Brief an Europa: Großbritanniens Scheidungsanwalt
David Davis Foto: Jason / Flickr / CC BY NC 2.0-Lizenz

An diesem Montag haben in Brüssel die Brexit-Verhandlungen begonnen. Aus diesem Grund richtet sich der Brief an Europa diese Woche an David Davis, der als Staatssekretär für die Verhandlung der Austrittsmodalitäten auf britischer Seite verantwortlich ist.

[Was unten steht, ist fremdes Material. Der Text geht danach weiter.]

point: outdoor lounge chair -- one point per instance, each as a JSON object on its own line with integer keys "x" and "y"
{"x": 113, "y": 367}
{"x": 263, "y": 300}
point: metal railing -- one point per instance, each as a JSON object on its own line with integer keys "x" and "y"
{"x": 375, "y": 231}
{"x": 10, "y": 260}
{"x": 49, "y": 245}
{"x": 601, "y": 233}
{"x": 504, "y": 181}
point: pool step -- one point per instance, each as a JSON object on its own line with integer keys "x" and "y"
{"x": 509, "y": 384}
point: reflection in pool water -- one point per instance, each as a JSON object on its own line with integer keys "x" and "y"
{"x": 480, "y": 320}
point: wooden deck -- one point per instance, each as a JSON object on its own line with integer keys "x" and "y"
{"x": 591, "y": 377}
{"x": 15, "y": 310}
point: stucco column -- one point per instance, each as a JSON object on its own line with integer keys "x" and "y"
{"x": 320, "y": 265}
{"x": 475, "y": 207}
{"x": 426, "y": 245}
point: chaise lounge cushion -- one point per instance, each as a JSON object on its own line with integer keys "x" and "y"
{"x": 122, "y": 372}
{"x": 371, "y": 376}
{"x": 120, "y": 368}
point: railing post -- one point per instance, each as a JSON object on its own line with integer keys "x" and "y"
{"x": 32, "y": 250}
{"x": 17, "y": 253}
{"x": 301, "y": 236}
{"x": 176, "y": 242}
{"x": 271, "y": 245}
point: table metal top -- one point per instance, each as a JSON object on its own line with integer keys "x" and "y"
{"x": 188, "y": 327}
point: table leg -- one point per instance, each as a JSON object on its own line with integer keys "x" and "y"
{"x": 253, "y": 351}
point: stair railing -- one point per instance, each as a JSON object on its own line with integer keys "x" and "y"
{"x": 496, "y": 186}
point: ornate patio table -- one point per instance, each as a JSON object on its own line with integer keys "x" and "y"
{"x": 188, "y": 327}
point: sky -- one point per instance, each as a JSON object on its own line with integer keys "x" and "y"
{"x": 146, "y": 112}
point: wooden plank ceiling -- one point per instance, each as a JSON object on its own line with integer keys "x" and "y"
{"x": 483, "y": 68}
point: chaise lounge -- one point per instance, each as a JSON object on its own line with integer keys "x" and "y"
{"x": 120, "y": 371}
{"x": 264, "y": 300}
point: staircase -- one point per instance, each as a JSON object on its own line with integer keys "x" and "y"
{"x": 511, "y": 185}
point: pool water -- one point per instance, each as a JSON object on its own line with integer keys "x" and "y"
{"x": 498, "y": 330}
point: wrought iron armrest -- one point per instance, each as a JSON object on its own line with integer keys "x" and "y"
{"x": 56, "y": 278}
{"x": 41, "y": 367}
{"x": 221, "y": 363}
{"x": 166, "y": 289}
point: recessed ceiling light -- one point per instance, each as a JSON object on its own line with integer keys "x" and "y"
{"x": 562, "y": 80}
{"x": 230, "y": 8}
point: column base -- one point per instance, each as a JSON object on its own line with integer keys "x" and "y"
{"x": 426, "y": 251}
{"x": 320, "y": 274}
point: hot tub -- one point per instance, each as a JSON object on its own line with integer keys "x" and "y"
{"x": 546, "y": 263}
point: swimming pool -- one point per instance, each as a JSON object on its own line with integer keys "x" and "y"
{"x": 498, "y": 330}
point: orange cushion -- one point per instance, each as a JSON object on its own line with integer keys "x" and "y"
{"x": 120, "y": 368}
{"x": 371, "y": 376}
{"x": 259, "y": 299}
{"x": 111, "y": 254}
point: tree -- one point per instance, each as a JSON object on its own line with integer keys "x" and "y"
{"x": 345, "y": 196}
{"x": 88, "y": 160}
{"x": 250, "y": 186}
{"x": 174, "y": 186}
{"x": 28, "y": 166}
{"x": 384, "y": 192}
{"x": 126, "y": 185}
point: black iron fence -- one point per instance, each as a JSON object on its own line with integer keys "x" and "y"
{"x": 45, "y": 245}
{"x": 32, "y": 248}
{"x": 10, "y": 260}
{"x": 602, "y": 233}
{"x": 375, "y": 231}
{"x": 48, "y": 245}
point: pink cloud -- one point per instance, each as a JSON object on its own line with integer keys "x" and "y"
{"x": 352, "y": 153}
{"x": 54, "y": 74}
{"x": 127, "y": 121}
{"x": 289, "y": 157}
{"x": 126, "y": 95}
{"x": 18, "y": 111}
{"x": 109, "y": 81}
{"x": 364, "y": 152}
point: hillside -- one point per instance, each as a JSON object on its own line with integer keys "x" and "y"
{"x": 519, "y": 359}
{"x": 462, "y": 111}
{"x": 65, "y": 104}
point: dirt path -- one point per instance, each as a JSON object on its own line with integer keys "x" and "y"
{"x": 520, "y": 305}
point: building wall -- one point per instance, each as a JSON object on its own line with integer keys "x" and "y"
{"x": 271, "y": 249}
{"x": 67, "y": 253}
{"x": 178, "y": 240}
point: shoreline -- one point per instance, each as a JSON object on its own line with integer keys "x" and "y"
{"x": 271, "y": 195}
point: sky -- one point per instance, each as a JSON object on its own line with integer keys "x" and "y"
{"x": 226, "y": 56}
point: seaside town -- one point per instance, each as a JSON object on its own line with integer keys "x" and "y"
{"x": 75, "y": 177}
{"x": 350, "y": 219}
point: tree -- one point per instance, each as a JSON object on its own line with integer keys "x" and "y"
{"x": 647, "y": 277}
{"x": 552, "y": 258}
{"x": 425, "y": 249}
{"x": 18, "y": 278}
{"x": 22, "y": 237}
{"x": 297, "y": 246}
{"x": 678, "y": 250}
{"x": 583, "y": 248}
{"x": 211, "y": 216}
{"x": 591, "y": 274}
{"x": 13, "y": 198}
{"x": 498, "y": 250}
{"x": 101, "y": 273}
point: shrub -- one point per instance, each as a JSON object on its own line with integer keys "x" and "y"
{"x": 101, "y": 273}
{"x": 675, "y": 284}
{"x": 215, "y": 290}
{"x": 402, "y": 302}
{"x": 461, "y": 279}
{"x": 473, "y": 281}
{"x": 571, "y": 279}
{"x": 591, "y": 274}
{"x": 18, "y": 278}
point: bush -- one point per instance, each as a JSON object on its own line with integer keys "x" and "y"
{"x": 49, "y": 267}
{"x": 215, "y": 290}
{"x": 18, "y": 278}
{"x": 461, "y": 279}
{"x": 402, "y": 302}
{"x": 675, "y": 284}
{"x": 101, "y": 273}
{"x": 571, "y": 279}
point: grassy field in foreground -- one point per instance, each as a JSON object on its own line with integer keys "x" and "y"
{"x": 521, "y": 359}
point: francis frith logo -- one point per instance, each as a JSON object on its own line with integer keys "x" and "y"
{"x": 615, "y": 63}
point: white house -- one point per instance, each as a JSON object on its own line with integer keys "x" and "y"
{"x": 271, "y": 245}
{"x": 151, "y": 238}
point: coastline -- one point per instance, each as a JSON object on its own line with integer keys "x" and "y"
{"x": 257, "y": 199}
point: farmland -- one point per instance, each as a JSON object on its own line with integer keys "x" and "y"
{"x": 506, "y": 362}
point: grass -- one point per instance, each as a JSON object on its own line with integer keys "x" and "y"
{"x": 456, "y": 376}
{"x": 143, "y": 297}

Sehr geehrter David Davis,

man könnte sich durchaus einen leichteren Job vorstellen als den Ihren. Als Staatssekretär für den Austritt Großbritanniens aus der Europäischen Union haben Sie nun die mehr oder weniger ehrenvolle Aufgabe, Großbritannien mit einem annehmbaren Trennungsakt und zumindest einigermaßen würdevoll aus dem Bund mit 27 anderen Staaten herauszulösen. Dass Ihnen dazu noch die Staats-und Regierungschefs einiger Mitgliedstaaten mit der Anforderung im Nacken sitzen, dass die Verhandlungen vertragsgemäß bis März 2019 abgeschlossen sein sollten, dürfte Ihr Stress-Level noch um ein weiteres erhöhen.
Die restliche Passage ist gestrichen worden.